Bravard A, Lefai E, Meugnier E, Pesenti S, Disse E, Vouillarmet J, Peretti N, Rabasa-Lhoret R, Laville M, Vidal H, Rieusset J - Diabetes (2010)

Bottom Line: A strong association between genetic variants and obesity was found for the fat mass and obesity-associated gene (FTO).Interestingly, rosiglitazone treatment improved insulin sensitivity and reduced FTO expression in muscle from type 2 diabetic patients.In myotubes, adenoviral FTO overexpression increased basal protein kinase B phosphorylation, enhanced lipogenesis and oxidative stress, and reduced mitochondrial oxidative function, a cluster of metabolic defects associated with type 2 diabetes.

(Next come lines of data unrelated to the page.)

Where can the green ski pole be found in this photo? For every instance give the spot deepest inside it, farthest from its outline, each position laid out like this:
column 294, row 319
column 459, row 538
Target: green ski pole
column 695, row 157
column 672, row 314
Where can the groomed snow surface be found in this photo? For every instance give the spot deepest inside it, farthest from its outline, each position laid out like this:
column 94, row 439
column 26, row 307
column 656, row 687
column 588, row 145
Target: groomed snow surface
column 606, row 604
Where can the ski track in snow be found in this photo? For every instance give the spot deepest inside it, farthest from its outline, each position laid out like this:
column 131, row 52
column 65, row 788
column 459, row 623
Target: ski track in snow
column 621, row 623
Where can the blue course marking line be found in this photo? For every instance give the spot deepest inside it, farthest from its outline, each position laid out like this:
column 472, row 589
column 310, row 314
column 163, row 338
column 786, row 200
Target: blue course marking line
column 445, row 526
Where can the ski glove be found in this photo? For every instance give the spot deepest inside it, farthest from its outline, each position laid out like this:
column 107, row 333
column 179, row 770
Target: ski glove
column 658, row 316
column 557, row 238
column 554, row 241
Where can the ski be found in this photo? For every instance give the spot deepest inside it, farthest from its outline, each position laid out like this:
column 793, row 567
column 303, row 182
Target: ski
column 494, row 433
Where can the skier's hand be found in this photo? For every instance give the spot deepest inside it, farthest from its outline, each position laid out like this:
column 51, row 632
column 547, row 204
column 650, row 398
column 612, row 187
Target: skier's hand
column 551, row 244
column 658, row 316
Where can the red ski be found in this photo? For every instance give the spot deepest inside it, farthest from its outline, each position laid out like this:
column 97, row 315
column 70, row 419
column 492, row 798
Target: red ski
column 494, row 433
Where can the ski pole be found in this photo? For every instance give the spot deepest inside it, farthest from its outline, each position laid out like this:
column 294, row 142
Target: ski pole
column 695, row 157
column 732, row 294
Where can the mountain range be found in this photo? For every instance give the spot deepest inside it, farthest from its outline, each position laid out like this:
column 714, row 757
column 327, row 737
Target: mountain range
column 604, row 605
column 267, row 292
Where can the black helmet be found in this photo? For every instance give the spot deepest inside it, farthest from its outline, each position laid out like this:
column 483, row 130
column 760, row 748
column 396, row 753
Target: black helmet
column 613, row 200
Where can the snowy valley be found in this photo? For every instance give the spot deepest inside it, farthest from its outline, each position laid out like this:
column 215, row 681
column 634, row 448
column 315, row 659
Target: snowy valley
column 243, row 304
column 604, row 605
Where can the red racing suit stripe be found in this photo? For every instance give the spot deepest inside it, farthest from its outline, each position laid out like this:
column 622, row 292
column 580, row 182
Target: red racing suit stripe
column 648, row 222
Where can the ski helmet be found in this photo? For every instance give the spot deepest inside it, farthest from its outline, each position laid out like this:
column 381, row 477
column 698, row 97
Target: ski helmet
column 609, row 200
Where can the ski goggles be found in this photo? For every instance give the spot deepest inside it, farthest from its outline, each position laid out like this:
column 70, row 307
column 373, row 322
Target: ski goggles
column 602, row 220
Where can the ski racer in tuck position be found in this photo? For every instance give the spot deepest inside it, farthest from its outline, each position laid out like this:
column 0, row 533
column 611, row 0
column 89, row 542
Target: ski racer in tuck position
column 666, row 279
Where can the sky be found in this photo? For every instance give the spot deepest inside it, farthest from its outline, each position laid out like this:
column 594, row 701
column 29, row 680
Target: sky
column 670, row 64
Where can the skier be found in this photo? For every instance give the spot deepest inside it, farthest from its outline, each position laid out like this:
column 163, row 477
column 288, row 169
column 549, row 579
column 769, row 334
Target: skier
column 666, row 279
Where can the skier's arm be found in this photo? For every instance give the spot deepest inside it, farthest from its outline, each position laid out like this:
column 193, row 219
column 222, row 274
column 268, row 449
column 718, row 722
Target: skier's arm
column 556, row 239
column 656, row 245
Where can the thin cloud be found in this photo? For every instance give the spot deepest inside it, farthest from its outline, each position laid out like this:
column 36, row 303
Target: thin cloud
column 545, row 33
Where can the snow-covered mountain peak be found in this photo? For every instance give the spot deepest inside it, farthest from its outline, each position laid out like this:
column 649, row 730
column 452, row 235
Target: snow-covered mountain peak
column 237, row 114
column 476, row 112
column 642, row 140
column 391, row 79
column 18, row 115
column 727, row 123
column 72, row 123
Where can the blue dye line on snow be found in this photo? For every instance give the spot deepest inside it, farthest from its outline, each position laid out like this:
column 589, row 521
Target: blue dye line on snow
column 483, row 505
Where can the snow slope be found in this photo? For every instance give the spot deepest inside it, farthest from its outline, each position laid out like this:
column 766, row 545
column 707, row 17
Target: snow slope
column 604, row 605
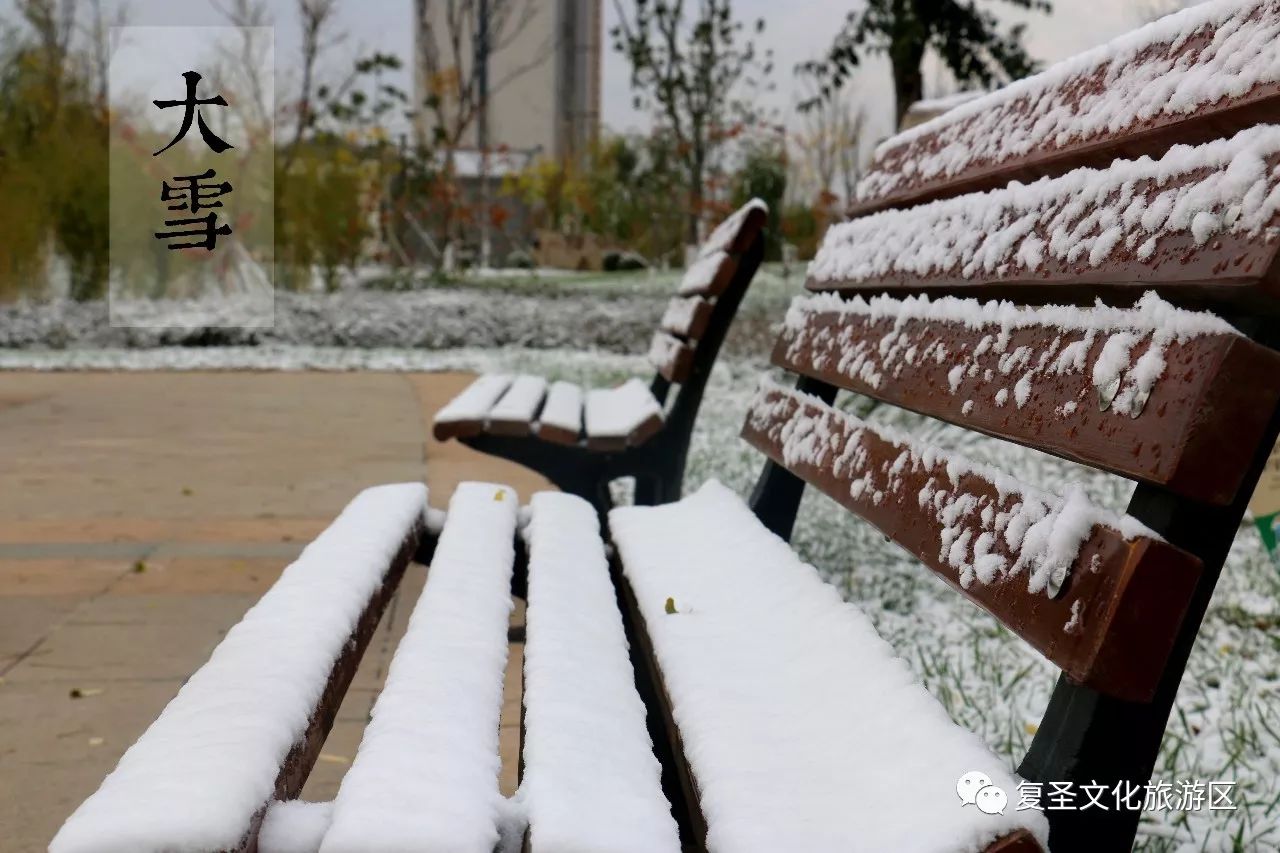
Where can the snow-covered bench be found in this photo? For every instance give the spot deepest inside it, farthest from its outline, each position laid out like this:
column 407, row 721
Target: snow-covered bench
column 583, row 438
column 718, row 694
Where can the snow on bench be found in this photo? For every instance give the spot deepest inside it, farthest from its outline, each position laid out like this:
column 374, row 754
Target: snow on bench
column 1200, row 215
column 561, row 419
column 295, row 826
column 621, row 416
column 688, row 318
column 425, row 776
column 708, row 276
column 590, row 780
column 803, row 729
column 1109, row 387
column 202, row 774
column 465, row 414
column 1189, row 77
column 1068, row 576
column 671, row 356
column 513, row 414
column 737, row 231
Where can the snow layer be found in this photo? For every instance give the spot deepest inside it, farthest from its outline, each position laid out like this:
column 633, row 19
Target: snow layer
column 592, row 783
column 1080, row 219
column 620, row 411
column 1151, row 76
column 476, row 400
column 295, row 826
column 664, row 350
column 726, row 233
column 521, row 401
column 1042, row 532
column 1124, row 370
column 700, row 274
column 680, row 314
column 209, row 762
column 563, row 407
column 425, row 776
column 804, row 729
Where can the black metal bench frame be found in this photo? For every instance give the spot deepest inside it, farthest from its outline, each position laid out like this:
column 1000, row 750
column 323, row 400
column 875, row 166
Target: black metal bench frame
column 658, row 463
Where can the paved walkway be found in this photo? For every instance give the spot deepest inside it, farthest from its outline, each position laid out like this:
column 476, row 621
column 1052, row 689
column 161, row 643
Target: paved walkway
column 142, row 514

View Article: PubMed Central - PubMed

Affiliation: INSERM, IFR, Oullins, France.

ABSTRACT

Objective: A strong association between genetic variants and obesity was found for the fat mass and obesity-associated gene (FTO). However, few details are known concerning the expression and function of FTO in skeletal muscle of patients with metabolic diseases.

Research design and methods: We investigated basal FTO expression in skeletal muscle from obese nondiabetic subjects and type 1 and type 2 diabetic patients, compared with age-matched control subjects, and its regulation in vivo by insulin, glucose, or rosiglitazone. The function of FTO was further studied in myotubes by overexpression experiments.

Results: We found a significant increase of FTO mRNA and protein levels in muscle from type 2 diabetic patients, whereas its expression was unchanged in obese or type 1 diabetic patients. Moreover, insulin or glucose infusion during specific clamps did not regulate FTO expression in skeletal muscle from control or type 2 diabetic patients. Interestingly, rosiglitazone treatment improved insulin sensitivity and reduced FTO expression in muscle from type 2 diabetic patients. In myotubes, adenoviral FTO overexpression increased basal protein kinase B phosphorylation, enhanced lipogenesis and oxidative stress, and reduced mitochondrial oxidative function, a cluster of metabolic defects associated with type 2 diabetes.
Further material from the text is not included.